Before the English occupation (1878), there was no school in Chloraka, because the community was very small. In the early 20th century, students of Chloraka and Emba, because they were few, attended the same school, which was a simple room, and which worked sometimes in Chloraka and sometimes – in Emba. This school until 1930 was with a single teacher. Various spaces were used as school areas in Chloraka. The eldest people remember a small room of 100 meters below today’s LLP as a teaching room, but once also the space where the LLP is housed today. Also, as a teaching room, they sometimes used a room in the Byzantine church of the village. Similarly, we should mention that the auxiliary rooms of Christodoulou Azina, the former mayor of the village, were used as the girls’ school that operated from 1926 until 1934. In 1931 in this school 18 schoolgirls studied. The teacher of the girls’ school was some Eftychia from Ktima.
With the new village school, which opened in October 1931, the problem of renting rooms to be used as classrooms was solved. The construction of the new school was undertaken by the famous builder Georgios Chatzioudis. It consisted of two classrooms and a small teacher’s office. There was neither garden, nor lavatory. First president of the new school was Antonio Liasides, and the staff consisted of two teachers – Panagiotis Giagkopoulos, with annual salary of £ 85, and Solon Makoullis with annual salary of £ 70.
Schedule – Lessons:
The winter schedule began at 08:30 to 12:00 and in the afternoon – from 14:00 until 16:30. During the summer the lessons started from 08:00 until 12:00 and in the afternoon from 15:00 until 17:30. The church bell rang half an hour before the beginning of the course, both in the morning and in the afternoon. The children arrived at school mostly barefooted, with “palaska” (sackcloth schoolbag) on the shoulder, full of books. The old remember the plate, the slate pencil and sponge, which did not differ too much from similar, more antique stuff.

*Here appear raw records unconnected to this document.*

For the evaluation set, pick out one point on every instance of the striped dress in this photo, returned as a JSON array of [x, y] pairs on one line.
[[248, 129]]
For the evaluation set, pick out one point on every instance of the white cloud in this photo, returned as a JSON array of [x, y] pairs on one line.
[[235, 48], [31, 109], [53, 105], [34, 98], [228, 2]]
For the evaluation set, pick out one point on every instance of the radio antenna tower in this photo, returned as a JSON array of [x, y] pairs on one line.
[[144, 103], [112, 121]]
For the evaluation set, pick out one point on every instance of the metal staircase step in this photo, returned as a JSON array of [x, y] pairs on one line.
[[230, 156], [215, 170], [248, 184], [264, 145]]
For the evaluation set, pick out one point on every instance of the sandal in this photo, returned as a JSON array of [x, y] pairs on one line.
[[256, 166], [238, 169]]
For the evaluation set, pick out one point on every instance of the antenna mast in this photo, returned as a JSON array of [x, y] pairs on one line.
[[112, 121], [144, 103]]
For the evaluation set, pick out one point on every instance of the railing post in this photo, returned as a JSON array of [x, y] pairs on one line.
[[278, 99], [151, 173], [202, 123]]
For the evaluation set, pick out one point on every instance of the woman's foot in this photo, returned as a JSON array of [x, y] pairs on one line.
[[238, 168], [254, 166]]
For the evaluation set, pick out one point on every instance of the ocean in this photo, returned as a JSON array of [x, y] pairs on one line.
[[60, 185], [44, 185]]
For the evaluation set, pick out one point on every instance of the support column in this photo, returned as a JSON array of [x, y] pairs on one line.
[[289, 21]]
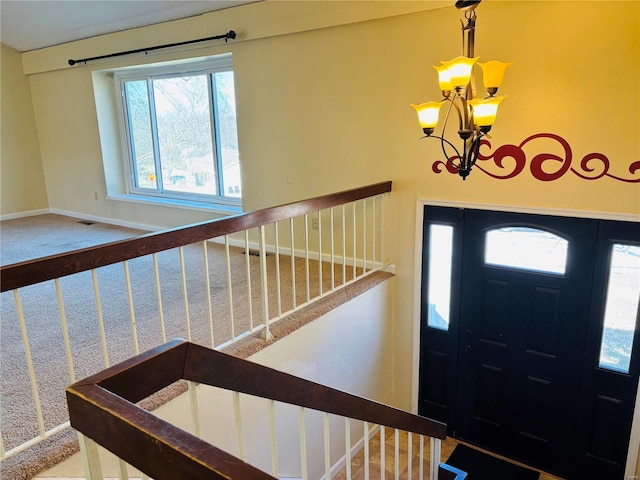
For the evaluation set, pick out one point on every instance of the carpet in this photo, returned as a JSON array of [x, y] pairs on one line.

In 1898 the first curriculum was developed, which included the following courses: Religion, Arithmetic, Language, Physics, History, Geography, Art, Calligraphy and Gymnastics. The boys were also taught gardening, while girls were taught how to treat silkworm (silk-weaving). Also, during the school year of 1919-20 the elementary school had some beehives, and so the boys were taught beekeeping during the afternoon hours. The attendance during the months of harvesting was not so regular, as parents needed their children in the fields. Also, attendance was not regular during the school year of 1915-16, because many schoolchildren suffered from the epidemic disease of ophthalmia.
In 1935 the curriculum was revised. The calligraphy lesson was abolished, while the Music, Hygiene, Household Economics and English language courses were added. The curriculum was revised again during the transitional period of 1959-1960.